– Мама! – в отчаянии прохрипела я, видя, что она уже закрывает книгу с самым непреклонным из своих лиц. – Я – знаю!
– Ну? – уже без всякой страсти спросила мать, однако закладывая правой рукой захлопывание книги.
– Зеленый, это – der Teufel![1]
– Ха-ха-ха! – захохотал Андрюша, внезапно распрямляясь и сразу нигде не умещаясь.
– Хи-хи-хи! – угодливо залилась за ним Ася.
– Нечего смеяться, она права, – сухо остановила мать. – Но почему же der Teufel, а не… И почему это всегда ты все знаешь, когда я всем читаю?!»

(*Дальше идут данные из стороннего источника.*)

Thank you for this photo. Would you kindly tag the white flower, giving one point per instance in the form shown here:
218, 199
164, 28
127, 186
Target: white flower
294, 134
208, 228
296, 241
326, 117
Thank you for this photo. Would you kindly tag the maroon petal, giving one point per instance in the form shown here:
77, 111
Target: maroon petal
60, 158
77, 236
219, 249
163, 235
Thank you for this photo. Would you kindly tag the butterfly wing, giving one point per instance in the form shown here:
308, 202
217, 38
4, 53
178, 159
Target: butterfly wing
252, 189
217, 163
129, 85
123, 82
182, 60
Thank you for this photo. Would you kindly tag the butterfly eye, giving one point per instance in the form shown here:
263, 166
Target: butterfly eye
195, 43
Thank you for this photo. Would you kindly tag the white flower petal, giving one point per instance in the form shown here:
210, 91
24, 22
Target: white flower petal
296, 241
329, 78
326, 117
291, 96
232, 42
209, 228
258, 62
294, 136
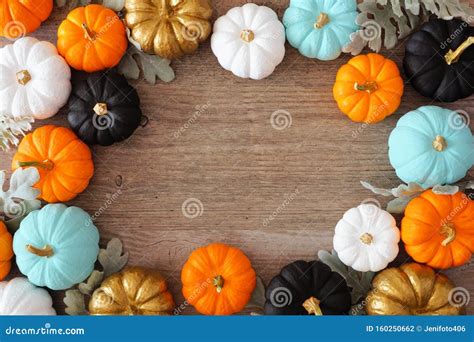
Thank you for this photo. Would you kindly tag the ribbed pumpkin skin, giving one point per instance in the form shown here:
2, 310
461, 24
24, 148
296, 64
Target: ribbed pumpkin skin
72, 160
104, 51
19, 297
423, 234
301, 280
123, 108
426, 67
18, 17
74, 241
362, 105
413, 156
218, 259
6, 251
411, 289
133, 291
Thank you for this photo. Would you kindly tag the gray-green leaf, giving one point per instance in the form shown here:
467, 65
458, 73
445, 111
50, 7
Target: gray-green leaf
152, 67
75, 303
111, 258
359, 282
92, 283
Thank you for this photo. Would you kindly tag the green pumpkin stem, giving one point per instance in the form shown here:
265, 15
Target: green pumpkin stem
453, 56
88, 33
45, 164
312, 306
218, 282
322, 20
46, 251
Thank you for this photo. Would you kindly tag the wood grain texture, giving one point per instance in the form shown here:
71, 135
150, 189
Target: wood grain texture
277, 194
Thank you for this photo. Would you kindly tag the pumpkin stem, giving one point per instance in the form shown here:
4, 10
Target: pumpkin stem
100, 108
45, 164
369, 87
247, 35
453, 56
88, 33
46, 251
312, 306
23, 77
218, 282
449, 232
366, 238
439, 144
322, 20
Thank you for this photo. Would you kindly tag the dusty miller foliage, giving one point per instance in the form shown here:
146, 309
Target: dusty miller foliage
112, 259
12, 130
385, 22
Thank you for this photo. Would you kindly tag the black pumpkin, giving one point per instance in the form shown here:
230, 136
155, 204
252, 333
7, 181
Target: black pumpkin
432, 69
103, 108
303, 288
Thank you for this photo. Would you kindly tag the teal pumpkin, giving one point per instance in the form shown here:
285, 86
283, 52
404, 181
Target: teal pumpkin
56, 246
320, 28
431, 145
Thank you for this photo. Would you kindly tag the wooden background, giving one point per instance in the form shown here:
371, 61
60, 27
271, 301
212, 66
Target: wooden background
230, 158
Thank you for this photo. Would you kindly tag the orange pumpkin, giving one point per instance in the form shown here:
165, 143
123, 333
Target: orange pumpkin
439, 229
64, 162
92, 38
368, 88
19, 17
6, 251
218, 279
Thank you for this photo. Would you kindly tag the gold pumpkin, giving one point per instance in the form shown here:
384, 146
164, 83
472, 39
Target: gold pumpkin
134, 291
168, 28
412, 289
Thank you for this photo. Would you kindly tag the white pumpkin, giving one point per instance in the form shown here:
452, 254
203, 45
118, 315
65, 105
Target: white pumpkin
34, 79
19, 297
366, 238
249, 41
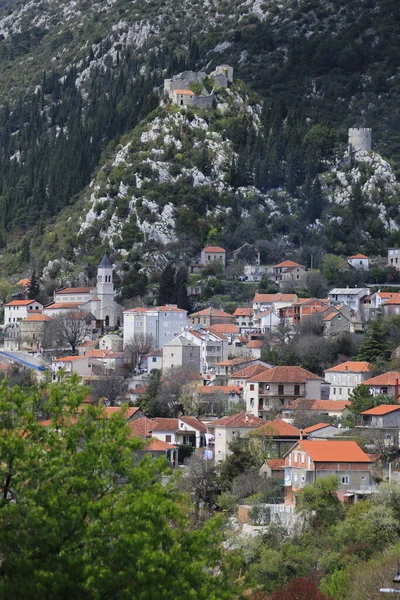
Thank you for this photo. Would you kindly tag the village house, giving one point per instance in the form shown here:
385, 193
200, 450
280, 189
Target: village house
244, 319
344, 378
384, 420
186, 430
394, 258
212, 254
354, 298
16, 310
226, 429
319, 408
277, 437
213, 347
288, 271
274, 389
322, 431
309, 461
211, 316
32, 330
181, 352
99, 300
71, 365
359, 261
162, 323
387, 383
263, 302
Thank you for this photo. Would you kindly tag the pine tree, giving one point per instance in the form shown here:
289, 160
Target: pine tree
34, 288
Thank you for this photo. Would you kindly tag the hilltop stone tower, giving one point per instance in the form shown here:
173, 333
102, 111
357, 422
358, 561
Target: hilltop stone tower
360, 140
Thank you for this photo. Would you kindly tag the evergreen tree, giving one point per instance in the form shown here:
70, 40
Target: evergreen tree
34, 287
167, 290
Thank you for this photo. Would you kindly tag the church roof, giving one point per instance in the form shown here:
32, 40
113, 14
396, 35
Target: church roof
105, 262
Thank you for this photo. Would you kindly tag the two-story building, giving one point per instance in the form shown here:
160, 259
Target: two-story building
162, 323
16, 310
309, 461
274, 389
359, 261
345, 377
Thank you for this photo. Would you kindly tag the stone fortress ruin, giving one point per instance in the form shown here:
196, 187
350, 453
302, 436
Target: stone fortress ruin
179, 87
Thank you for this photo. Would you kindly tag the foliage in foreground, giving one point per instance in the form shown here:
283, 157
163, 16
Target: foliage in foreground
83, 518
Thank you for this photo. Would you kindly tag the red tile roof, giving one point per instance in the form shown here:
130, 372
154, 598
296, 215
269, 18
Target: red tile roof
327, 451
194, 423
277, 428
21, 302
287, 264
351, 366
226, 389
142, 426
270, 298
224, 328
73, 291
214, 249
243, 312
155, 445
165, 424
276, 464
389, 378
239, 420
250, 371
383, 409
316, 427
211, 312
285, 375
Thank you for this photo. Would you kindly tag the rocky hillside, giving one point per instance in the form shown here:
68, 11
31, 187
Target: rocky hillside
91, 160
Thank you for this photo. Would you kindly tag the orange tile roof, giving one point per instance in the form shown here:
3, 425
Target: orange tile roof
165, 424
73, 291
316, 427
285, 375
142, 426
225, 389
255, 344
383, 409
327, 451
21, 302
270, 298
58, 305
277, 428
113, 410
69, 358
211, 312
214, 249
37, 317
194, 423
389, 378
243, 312
224, 328
184, 92
276, 464
287, 263
155, 445
351, 366
239, 420
250, 371
23, 282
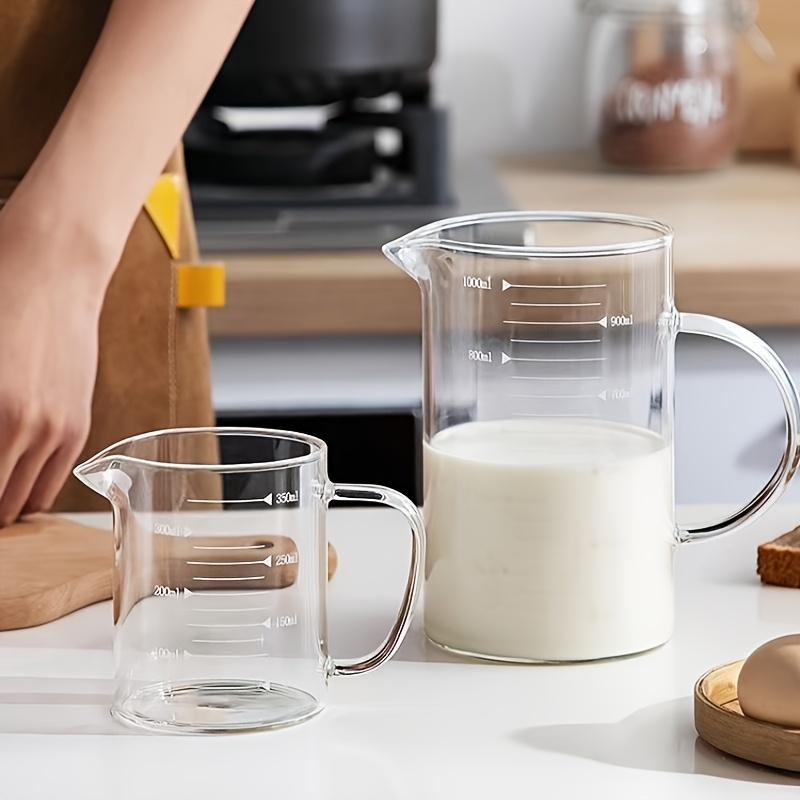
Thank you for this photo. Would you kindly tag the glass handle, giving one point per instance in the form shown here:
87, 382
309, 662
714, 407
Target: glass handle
766, 356
389, 497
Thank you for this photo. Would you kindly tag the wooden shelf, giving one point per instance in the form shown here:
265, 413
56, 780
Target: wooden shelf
737, 253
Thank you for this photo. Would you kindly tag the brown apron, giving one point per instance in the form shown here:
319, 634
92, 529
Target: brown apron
154, 364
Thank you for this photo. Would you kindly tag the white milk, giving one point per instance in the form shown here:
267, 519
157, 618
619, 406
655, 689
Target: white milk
548, 539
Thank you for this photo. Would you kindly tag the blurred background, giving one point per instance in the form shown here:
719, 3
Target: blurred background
337, 125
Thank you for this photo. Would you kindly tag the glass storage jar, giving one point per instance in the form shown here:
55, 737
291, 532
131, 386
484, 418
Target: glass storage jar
662, 83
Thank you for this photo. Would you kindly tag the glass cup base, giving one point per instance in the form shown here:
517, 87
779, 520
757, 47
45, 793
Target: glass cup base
500, 659
215, 707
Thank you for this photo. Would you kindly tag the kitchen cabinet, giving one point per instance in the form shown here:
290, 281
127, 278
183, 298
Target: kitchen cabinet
737, 252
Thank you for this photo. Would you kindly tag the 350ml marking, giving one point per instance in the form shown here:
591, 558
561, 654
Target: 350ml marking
286, 497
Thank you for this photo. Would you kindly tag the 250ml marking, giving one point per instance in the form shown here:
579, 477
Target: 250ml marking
286, 497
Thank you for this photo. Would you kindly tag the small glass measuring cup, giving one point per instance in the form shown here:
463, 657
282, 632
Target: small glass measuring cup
548, 418
220, 576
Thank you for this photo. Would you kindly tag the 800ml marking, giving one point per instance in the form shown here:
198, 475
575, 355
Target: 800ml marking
480, 355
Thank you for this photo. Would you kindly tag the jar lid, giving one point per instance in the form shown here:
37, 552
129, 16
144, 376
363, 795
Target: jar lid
741, 12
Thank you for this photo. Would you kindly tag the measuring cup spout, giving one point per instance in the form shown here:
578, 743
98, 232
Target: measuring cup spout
103, 474
408, 253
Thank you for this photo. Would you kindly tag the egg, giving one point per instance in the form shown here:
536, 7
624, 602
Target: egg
769, 682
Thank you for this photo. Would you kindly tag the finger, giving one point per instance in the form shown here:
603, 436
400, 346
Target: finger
52, 477
21, 482
14, 441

Мать торопилась, словно предчувствуя свою раннюю смерть, втолковать детям главное. И, торопясь, «с первой до последней минуты давала – даже давила! – не давая улечься, умяться (нам – успокоиться), заливала и забивала с верхом, уплотняла нас невидимостями и невесомостями, этим навсегда вытесняя из нас всю весомость и видимость».
«Давала – даже давила»…
И. В. Цветаев с семьей в Тарусе на даче Песочная
Если бы Бог дал Марии Александровне долгий век, она могла бы удостовериться: уроки ее не прошли даром. В воспитании любви дочерей к «невесомостям» она преуспела вполне. До конца дней своих Марина и Ася – каждая на свой лад! – прожили с ощущением этой живой опоры – под ногами? или над головой? в груди! – той опоры, какую воздвигли усилия их суровой и странной матери.

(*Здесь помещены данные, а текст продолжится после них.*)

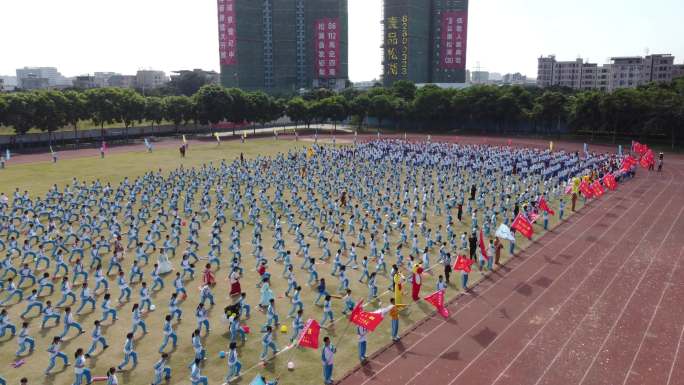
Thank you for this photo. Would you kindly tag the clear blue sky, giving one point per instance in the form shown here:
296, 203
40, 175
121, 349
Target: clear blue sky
84, 36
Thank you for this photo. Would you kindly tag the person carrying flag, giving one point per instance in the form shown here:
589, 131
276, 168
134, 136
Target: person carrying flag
328, 359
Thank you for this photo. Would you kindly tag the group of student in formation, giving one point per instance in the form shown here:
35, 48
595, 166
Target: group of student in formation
373, 201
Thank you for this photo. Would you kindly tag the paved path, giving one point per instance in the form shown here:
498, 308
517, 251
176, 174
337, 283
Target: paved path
596, 301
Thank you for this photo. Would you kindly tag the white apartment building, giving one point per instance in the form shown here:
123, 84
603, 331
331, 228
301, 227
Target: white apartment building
148, 79
55, 79
622, 72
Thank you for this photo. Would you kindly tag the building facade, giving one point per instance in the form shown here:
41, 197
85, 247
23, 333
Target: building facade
54, 78
149, 79
425, 41
622, 72
282, 46
86, 82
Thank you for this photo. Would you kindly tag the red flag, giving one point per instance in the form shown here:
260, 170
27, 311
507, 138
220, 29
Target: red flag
647, 159
586, 190
309, 336
368, 320
533, 217
544, 206
523, 225
597, 188
568, 190
483, 249
357, 309
628, 162
437, 300
463, 263
640, 149
609, 181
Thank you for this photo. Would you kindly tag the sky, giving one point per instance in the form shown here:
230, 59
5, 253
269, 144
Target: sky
83, 36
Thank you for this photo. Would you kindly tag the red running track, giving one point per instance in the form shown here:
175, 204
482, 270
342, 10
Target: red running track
597, 301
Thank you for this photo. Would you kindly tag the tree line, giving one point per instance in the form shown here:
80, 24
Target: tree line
655, 111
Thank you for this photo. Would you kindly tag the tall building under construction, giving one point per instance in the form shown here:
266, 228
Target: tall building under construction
425, 41
281, 46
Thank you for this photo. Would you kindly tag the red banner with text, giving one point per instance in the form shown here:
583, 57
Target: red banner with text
522, 225
454, 39
227, 32
327, 47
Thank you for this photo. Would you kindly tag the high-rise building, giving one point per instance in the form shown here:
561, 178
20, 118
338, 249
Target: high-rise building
283, 45
425, 41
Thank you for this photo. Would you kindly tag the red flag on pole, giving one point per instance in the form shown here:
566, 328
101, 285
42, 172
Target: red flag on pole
463, 263
597, 188
437, 300
647, 159
483, 249
586, 190
544, 206
609, 181
368, 320
523, 225
628, 162
309, 336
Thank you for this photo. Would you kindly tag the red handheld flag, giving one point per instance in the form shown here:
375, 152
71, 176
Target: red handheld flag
309, 336
523, 225
483, 249
597, 188
609, 181
357, 309
368, 320
437, 300
586, 190
647, 159
544, 206
463, 263
628, 162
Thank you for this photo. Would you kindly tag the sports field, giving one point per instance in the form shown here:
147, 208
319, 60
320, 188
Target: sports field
37, 175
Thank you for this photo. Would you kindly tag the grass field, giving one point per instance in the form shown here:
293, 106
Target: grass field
38, 177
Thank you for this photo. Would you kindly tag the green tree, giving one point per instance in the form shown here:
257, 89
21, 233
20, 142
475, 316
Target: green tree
50, 110
508, 110
214, 104
76, 110
622, 111
3, 109
359, 107
131, 108
296, 109
178, 109
666, 113
430, 105
584, 112
404, 89
550, 109
154, 109
188, 83
381, 107
104, 105
241, 106
20, 112
334, 109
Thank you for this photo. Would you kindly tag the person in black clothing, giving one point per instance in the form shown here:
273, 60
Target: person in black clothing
447, 267
472, 242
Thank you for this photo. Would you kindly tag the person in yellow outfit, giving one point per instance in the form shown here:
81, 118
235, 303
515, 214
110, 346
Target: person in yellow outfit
398, 279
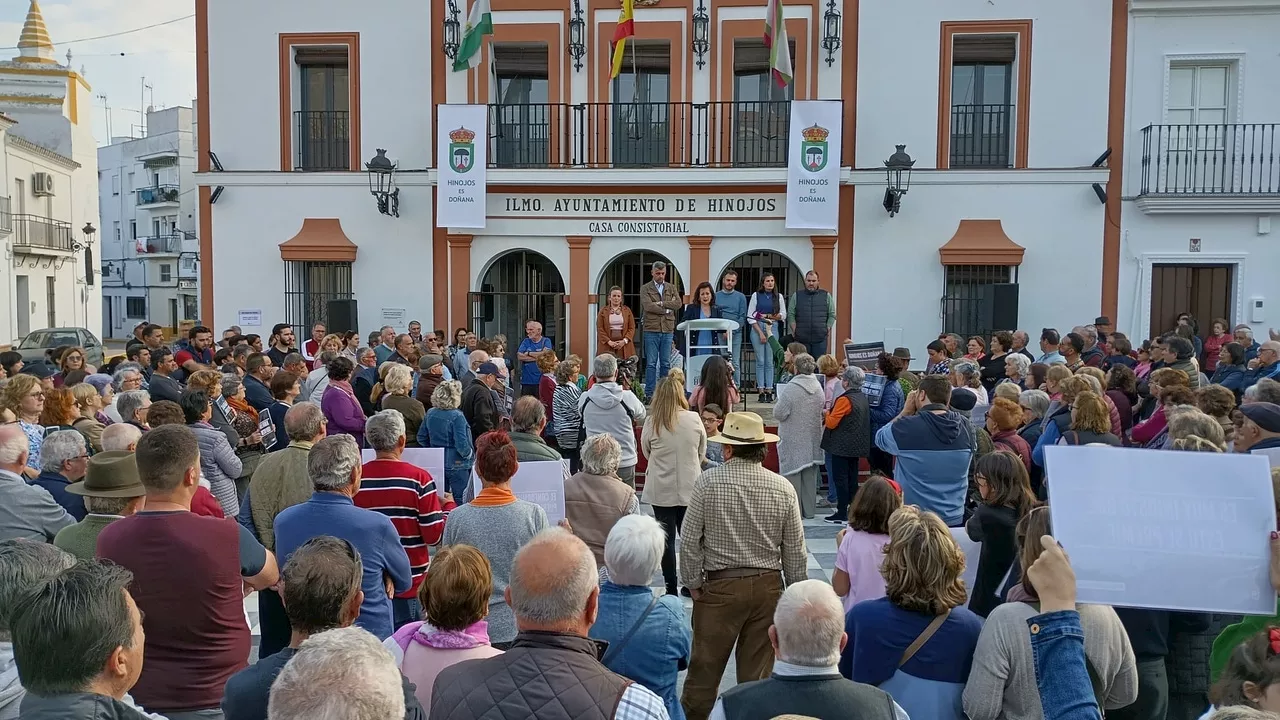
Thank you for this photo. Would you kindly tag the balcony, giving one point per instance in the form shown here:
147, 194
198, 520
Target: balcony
981, 136
640, 135
160, 245
159, 195
1210, 168
323, 140
32, 232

Летом, в блаженной Тарусе, Муся оттаивает сердцем, когда приходят к Песочной даче молодухи-хлыстовки с лукошками, полными ягод. Своим маленьким обиженным сердечком она безошибочно чувствует, что странные эти Кирилловны (как их тут называют) выделяют ее среди других детей дома. Они любят ее! Когда не видит мать, одна из Кирилловн неторопливо сует в Мусин рот сочную землянику – ягоду за ягодой… «Откуда она знала, что мать не позволяет есть – так, до обеду, помногу сразу, вообще – жадничать? Оттуда же, откуда и мы, – мать нам словами никогда ничего не запрещала. Глазами – всё».
«А меня хлыстовки больше любят! – с этой мыслью (вспоминала Цветаева) я, обиженная, засыпала. – Асю больше любит мама, Августа Ивановна, няня (папа по доброте «больше любил» – всех), а меня зато – дедушка и хлыстовки!»
Однажды Кирилловны приглашают цветаевскую семью к себе на сенокос. И – «о, удивление, изумление (мать не выносила семейных прогулок, вообще ничего – скопом, особенно же своих детей – на людях), о, полное потрясение, нас – взяли. Настоял, конечно, отец.
– Эту будет тошнить, – возражала поверх моей заранее виноватой головы мать, – непременно растрясет на лошадях и будет тошнить. Ее всегда тошнит, везде тошнит, совершенно не понимаю, в кого она…
– Ну, стошнит… – кротко соглашается отец, – стошнит, и вся беда… (И, явно уже думая о другом:) стошнит – и чудесно. (И, спохватываясь:) А может быть, и нет – на свежем воздухе…
Семья Цветаевых во дворе дома в Трехпрудном переулке. В первом ряду: Валерия, Марина, Мария Александровна, Анастасия, Андрей Цветаевы. Во втором ряду справа – Иван Владимирович Цветаев
– Причем тут свежий воздух? – горячится мать, заранее оскорбленная дорожным зрелищем. – Что вагон – что воз – что лодка – что ландо, на рессорах и без рессор, на пароме, на ascenseur’e[2], – всегда тошнит, везде тошнит, а еще морской назвали!
– Меня пешком не тошнит, – робко-запальчиво вставляю я, расхрабрившись от присутствия отца.
– Посадим лицом к лошадям, возьмем мятных лепешек, – уговаривает отец, – платье, наконец, на смену…»
Когда эта девочка вырастет, совсем вырастет, и ее имя внесут в литературную энциклопедию (за два года до гибели), ей предложат написать автобиографию. Она соглашается. Берет перо в руки. И вот – среди самых важных ее самохарактеристик: «Я у своей матери старшая дочь, но любимая – не я. Мною она гордится, вторую – любит. Ранняя обида на недостаточность любви».